Primeiro, ele virou moda entre os adeptos da malhação. Depois, se tornou estrela entre os que curtem alimentação saudável. Em pouco tempo, já era mania em sorveterias, padarias e supermercados, seja na forma de sorvete, cremes e vitaminas. E agora, o açaí rompe fronteiras e expande horizontes. A fruta amazônica já é utilizada pela indústria de cosméticos – como componente de cremes e óleos -, dá origem a um delicioso palmito e vira até biomassa utilizada na fabricação de cimento. Outra boa e importante notícia: o caroço também já começa a ser aproveitado. Ocorre que a poupa corresponde a, no máximo, 17% da fruta. Os outros 83% são caroço, que está sendo utilizado com destinos sustentáveis – para a alegria dos produtores que trabalham com a planta.

O Pará é o maior produtor do Brasil, com 1,3 milhão de toneladas, o que corresponde a impressionantes 95,5% da produção nacional. A capital paraense, Belém, e cidades vizinhas – Ananindeua, Marituba e Benevides – são responsáveis por 280 quilos de caroços de açaí diários, segundo a Associação dos Vendedores Artesanal de Açaí de Belém e Região Metropolitana (Avabel).

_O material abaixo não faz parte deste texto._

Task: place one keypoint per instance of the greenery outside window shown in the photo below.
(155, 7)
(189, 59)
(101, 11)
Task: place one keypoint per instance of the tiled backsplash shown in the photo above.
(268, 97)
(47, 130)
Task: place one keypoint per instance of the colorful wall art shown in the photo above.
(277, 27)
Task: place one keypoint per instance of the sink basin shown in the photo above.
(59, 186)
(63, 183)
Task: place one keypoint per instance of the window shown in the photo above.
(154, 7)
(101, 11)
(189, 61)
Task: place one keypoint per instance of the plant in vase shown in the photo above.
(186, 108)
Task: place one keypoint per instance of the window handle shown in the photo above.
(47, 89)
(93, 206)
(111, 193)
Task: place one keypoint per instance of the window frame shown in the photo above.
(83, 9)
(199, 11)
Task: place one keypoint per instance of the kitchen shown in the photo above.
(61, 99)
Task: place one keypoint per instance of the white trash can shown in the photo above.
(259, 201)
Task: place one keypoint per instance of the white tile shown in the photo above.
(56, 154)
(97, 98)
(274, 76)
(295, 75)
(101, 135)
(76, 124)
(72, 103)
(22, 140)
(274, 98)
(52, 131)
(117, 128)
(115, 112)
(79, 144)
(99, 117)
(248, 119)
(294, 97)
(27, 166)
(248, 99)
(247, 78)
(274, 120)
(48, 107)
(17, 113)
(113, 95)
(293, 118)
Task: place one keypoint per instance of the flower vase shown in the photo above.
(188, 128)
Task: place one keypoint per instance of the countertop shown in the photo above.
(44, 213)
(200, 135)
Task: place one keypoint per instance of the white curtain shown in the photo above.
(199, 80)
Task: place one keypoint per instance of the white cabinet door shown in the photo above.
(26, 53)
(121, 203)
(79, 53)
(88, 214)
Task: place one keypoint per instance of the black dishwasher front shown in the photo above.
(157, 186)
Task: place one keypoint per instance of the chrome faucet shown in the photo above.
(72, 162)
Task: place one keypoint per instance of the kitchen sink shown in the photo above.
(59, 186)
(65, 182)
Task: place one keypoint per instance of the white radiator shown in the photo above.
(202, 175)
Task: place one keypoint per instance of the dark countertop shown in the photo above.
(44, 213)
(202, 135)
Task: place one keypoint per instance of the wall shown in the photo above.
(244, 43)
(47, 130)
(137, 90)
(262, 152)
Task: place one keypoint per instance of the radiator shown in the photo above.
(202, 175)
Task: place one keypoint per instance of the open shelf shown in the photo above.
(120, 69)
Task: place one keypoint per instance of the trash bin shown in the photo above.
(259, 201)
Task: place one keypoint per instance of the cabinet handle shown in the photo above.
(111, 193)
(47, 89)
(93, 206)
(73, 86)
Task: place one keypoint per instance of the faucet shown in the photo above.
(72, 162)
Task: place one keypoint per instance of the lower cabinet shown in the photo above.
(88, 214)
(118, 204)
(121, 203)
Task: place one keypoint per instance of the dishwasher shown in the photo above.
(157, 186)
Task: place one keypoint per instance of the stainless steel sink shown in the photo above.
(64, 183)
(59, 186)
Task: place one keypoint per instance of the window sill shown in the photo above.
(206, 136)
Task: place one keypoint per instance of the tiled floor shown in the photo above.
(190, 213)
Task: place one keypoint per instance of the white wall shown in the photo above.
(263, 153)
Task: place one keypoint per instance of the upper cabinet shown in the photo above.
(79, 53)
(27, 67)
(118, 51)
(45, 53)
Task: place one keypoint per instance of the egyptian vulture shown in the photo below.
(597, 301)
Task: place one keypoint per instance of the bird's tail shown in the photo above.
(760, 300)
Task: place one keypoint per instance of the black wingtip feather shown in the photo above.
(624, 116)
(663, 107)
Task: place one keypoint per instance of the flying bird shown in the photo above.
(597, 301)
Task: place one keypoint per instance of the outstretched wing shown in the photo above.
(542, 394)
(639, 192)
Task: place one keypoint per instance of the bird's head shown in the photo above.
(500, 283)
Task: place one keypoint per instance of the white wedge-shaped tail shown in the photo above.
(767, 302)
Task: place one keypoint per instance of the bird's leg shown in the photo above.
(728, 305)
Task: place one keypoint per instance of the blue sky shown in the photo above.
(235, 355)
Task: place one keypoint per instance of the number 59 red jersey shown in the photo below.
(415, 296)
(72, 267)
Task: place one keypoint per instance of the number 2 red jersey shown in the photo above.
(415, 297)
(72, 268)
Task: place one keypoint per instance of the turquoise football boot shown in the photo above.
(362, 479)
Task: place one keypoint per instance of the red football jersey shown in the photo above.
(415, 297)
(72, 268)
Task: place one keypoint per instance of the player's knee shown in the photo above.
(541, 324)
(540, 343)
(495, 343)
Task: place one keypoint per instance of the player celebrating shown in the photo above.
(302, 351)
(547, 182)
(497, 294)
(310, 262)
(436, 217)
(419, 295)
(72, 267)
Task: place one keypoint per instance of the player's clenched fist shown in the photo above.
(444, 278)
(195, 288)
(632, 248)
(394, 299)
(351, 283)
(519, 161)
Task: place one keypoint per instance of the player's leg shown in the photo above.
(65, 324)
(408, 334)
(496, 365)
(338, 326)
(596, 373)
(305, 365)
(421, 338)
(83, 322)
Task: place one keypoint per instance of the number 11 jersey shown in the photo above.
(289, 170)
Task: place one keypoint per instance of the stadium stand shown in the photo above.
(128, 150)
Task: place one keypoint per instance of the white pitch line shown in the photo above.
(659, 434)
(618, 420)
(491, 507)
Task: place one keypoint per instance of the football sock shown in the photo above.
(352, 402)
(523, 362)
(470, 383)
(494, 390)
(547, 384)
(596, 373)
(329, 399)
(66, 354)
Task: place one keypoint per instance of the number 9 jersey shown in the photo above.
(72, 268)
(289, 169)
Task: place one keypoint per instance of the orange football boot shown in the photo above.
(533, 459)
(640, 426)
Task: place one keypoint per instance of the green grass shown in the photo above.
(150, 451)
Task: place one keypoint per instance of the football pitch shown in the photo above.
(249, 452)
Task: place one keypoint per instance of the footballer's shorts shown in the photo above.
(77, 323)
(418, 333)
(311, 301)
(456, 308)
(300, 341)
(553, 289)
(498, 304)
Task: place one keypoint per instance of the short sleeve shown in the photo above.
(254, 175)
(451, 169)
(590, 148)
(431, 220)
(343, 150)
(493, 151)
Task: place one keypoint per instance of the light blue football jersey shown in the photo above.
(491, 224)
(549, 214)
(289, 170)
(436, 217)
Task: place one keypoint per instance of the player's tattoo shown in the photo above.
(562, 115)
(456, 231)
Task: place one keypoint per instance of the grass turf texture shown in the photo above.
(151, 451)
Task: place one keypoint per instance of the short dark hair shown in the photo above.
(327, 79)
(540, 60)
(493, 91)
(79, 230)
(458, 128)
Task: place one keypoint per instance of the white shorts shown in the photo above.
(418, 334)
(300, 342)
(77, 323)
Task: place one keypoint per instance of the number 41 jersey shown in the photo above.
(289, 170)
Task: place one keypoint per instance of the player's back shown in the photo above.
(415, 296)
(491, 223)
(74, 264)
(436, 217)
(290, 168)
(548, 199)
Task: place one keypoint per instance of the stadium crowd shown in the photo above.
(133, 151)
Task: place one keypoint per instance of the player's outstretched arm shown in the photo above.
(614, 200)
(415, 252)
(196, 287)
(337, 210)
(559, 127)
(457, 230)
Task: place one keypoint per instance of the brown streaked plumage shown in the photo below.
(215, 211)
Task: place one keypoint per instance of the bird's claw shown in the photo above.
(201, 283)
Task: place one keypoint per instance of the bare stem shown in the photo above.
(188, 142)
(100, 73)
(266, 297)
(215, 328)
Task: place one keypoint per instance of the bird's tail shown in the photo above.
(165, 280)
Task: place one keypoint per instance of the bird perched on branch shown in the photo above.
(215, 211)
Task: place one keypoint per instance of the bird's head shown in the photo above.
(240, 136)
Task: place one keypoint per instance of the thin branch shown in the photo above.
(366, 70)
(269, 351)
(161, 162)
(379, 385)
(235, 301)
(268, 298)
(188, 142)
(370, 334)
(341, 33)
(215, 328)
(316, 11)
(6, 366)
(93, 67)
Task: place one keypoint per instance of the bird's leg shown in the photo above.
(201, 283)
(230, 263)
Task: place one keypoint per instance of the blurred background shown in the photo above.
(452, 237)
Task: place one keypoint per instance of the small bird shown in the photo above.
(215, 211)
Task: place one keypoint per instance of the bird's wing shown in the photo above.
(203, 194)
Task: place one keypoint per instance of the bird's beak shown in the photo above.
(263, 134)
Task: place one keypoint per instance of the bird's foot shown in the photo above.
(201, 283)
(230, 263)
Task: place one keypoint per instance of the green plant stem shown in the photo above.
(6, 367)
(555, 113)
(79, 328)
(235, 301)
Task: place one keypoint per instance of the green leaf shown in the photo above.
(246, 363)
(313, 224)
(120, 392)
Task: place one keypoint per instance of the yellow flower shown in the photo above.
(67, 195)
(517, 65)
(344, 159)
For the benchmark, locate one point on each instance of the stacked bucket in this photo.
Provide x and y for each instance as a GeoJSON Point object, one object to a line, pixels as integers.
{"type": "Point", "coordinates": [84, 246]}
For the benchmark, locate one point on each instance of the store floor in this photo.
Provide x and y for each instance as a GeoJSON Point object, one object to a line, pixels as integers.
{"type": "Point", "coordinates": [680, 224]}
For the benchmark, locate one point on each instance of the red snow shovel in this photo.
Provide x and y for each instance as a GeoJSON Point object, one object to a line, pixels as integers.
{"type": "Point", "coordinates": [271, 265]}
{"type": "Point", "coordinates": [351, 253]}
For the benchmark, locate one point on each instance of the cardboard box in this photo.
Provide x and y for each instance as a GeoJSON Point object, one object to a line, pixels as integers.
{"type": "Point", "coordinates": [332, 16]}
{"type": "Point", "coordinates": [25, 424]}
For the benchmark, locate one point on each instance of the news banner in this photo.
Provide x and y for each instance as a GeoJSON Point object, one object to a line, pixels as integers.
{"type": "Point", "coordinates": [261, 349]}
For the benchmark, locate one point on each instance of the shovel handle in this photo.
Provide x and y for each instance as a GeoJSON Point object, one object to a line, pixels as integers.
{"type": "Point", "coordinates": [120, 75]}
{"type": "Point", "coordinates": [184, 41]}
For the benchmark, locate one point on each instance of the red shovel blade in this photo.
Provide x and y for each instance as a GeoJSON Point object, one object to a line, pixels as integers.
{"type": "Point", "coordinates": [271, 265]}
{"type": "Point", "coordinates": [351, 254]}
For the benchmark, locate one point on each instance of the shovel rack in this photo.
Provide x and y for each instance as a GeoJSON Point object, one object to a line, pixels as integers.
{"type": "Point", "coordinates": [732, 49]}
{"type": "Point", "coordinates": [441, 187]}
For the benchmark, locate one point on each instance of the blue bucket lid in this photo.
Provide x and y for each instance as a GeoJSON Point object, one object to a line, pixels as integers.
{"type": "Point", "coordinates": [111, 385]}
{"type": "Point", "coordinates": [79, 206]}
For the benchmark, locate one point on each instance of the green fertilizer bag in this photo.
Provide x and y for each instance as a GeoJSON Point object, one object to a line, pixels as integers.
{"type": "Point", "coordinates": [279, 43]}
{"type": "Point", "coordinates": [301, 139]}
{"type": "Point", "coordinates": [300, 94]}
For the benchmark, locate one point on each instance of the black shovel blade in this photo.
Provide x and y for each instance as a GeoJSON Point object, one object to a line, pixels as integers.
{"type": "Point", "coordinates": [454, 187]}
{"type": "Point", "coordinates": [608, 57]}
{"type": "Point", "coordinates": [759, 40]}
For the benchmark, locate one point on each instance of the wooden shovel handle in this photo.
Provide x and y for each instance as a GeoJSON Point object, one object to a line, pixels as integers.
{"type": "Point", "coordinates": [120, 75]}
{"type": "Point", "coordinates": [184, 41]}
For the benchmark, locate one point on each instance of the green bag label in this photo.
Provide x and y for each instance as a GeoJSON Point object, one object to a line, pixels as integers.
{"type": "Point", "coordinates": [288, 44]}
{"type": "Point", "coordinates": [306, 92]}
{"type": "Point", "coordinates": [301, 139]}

E isso era um problema. Com a ajuda da iniciativa privada, não é mais. Com experiências no reaproveitamento de casca de arroz, grão de soja e serragem para o coprocessamento de biomassa, a Votorantim investiu R$ 18 milhões na sua fábrica de Primavera, no Pará, para dar novo destino ao caroço.

Em abril do ano passado, um projeto piloto passou a funcionar na unidade industrial, fazendo com que 1,5 mil toneladas de coque de enxofre – combustível fóssil e importado – fossem substituídas por 3 mil toneladas de caroço de açaí para a fabricação de cimento. O objetivo é consumir até 5 mil toneladas por mês, a partir de maio, quando o sistema passa a operar na sua capacidade máxima. “Quando temos alguma fábrica, buscamos entender um pouco da região e o que existe de oportunidades ou problemas que possam ter sinergias com o nosso negócio”, diz Eduardo Porciúncula, gerente-geral de Coprocessamento da Votorantim. Para ter o material no estágio adequado, a empresa precisou dialogar com os demais elos da cadeia e preparar os fornecedores com os equipamentos necessários. Secadores foram instalados nas unidades produtoras, onde é feito o cultivo e a extração da fruta, para atingir o ponto ideal da semente como matéria-prima. “Hoje, temos uma redução de custo da matriz energética por volta de 20%”, destaca Porciúncula.

No Pará, R$ 596 milhões foram distribuídos, em 2017, aos cerca de 13 mil produtores, apenas com o fruto do açaí , segundo o Ministério da Agricultura, Pecuária e Abastecimento (Mapa).

Por outro lado, a cadeia já movimenta cifras que superam a casa dos R$ 3 bilhões. Isso inclui, por exemplo, a indústria de palmito, na qual o caule da palmeira do açaizal é usado no processamento do alimento. Outro destino é a indústria de cosméticos. A Natura, gigante do segmento, utiliza o fruto para fabricar esfoliante, hidratante corporal, sabonetes e colônia, na sua linha Ekos. Para isso, a empresa usa o óleo, extraído do fruto ainda nas cooperativas, e a própria poupa.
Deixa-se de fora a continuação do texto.